I have one with a international 50w on it. Seems to be a nice rod for the price, I don't know how it will hold up I've only had it for about 2 weeks.


----------



## Attkisson (Aug 3, 2013)

Tex 79 said:


> I have one with a international 50w on it. Seems to be a nice rod for the price, I don't know how it will hold up I've only had it for about 2 weeks.
> View attachment 649266
> View attachment 649282


Have u hooked up on it yet? Does it look quality?


----------



## Tex 79 (Mar 13, 2012)

It's all knock off components of course, that's where the savings come in. But with a little care i think it will last. I've been washing it off then wiping it down with corrosion x after use. Looks to be well built for a $65 rod. I would buy another one if i needed another rod. I haven't hooked up on it yet, it's only been on one trip, but hopefully soon.


----------



## Attkisson (Aug 3, 2013)

Tex 79 said:


> It's all knock off components of course, that's where the savings come in. But with a little care i think it will last.
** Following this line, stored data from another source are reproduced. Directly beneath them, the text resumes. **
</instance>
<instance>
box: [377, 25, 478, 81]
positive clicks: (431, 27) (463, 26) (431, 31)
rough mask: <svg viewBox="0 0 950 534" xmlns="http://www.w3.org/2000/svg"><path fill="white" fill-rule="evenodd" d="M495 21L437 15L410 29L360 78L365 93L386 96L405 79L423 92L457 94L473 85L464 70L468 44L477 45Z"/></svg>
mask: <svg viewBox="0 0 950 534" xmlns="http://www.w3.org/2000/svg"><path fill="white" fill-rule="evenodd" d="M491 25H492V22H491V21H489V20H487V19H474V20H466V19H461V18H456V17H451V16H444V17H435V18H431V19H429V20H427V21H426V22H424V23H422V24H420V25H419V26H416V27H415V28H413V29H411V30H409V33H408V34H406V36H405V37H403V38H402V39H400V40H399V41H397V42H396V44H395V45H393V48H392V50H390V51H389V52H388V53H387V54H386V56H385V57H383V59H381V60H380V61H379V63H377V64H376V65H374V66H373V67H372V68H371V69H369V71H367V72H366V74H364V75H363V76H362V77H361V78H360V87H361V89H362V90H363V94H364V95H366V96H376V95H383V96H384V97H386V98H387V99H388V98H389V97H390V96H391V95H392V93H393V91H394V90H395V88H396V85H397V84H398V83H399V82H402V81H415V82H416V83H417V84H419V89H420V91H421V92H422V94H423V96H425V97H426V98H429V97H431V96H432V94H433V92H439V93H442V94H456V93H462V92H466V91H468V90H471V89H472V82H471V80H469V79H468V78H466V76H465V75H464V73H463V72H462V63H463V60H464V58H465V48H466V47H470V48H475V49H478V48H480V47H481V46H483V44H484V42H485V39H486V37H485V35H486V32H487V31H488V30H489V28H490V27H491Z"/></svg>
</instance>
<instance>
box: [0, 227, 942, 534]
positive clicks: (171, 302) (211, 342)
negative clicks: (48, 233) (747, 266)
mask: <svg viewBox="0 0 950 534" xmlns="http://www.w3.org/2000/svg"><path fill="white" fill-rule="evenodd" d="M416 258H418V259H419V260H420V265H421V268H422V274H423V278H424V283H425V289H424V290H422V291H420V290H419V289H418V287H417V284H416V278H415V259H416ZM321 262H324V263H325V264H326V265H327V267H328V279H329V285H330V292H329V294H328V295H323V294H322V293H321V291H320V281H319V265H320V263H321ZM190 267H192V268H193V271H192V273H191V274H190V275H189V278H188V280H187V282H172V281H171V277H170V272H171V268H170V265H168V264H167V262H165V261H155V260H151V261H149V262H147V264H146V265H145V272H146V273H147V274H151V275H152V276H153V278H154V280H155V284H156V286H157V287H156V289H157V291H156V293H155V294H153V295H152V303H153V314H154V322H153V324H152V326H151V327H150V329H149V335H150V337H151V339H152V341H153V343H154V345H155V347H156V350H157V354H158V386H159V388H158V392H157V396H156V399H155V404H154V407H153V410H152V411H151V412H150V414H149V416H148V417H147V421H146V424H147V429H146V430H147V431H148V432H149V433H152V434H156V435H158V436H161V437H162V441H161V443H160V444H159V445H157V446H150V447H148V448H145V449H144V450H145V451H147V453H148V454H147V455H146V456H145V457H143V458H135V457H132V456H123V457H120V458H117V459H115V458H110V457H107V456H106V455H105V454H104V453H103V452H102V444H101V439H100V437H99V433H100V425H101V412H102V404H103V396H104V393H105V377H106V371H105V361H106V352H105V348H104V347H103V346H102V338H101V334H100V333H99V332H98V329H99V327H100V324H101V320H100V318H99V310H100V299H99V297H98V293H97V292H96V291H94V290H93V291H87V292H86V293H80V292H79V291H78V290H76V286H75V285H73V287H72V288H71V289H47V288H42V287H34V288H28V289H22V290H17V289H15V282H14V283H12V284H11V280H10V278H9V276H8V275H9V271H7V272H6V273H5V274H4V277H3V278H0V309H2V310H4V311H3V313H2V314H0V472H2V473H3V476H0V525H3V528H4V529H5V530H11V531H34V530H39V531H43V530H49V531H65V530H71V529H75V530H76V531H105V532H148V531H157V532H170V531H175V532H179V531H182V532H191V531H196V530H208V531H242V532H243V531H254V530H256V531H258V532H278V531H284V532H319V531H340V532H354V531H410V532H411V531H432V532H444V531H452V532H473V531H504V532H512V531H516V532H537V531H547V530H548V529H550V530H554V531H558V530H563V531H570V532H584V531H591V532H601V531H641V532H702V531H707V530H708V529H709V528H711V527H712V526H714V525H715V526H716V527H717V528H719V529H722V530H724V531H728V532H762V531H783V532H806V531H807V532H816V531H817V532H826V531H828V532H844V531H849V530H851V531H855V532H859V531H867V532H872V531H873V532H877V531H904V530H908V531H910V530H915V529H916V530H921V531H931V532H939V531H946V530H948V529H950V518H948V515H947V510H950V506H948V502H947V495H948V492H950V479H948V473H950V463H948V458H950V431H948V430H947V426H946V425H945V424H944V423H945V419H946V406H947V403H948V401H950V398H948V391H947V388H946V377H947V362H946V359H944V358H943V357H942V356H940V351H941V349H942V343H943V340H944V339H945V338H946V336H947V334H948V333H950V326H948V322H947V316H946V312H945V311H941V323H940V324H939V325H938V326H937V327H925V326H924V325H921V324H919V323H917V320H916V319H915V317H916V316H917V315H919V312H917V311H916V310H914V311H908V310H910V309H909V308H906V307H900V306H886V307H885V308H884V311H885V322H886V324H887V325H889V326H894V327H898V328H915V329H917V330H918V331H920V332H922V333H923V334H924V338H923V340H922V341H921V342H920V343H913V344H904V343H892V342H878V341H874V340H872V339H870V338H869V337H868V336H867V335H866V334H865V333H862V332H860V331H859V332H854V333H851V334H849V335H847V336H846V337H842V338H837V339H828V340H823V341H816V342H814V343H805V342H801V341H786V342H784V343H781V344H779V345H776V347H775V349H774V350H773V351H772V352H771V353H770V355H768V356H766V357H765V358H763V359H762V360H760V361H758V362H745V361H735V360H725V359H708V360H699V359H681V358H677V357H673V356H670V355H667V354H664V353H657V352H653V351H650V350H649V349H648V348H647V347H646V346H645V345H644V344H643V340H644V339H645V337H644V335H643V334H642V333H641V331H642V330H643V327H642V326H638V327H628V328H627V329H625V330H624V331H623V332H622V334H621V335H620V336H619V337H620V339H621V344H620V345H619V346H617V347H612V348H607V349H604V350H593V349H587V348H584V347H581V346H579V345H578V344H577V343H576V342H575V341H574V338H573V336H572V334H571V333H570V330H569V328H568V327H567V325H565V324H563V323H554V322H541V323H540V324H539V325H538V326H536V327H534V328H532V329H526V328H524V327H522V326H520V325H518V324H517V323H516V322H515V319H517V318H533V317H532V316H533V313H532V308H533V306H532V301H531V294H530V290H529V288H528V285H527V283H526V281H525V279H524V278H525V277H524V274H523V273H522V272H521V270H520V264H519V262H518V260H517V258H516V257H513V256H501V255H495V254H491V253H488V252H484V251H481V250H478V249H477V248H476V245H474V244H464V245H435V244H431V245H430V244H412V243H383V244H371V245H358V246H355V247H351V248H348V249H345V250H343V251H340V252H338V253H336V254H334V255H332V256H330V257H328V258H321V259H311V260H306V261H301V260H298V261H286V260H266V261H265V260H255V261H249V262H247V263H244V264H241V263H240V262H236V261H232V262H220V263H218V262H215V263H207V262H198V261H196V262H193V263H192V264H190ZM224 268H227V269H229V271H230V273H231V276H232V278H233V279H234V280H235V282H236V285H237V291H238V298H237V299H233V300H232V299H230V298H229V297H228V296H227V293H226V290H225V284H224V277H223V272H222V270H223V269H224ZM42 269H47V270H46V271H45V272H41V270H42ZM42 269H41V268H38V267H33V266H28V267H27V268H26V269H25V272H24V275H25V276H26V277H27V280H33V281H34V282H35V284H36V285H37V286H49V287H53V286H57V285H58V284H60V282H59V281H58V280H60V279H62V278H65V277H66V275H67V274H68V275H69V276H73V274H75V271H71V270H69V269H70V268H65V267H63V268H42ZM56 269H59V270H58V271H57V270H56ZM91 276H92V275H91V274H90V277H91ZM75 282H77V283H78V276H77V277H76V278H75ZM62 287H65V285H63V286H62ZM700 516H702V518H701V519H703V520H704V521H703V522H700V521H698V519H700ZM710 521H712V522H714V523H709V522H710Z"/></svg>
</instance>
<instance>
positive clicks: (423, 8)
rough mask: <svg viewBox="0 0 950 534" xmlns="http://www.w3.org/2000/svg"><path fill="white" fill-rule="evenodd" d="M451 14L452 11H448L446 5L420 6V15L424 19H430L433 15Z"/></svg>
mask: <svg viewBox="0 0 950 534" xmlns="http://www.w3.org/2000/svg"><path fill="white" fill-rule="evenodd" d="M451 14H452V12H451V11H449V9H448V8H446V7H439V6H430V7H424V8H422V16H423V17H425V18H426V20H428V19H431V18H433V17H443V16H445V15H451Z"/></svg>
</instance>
I've been washing it off then wiping it down with corrosion x after use. Looks to be well built for a $65 rod. I would buy another one if i needed another rod. I haven't hooked up on it yet, it's only been on one trip, but hopefully soon.


Thanks for the input I am looking at buying 4 rods 2 for use now and 2 spares probably buy 2 then 2 more after I have tried them and hooked up.


----------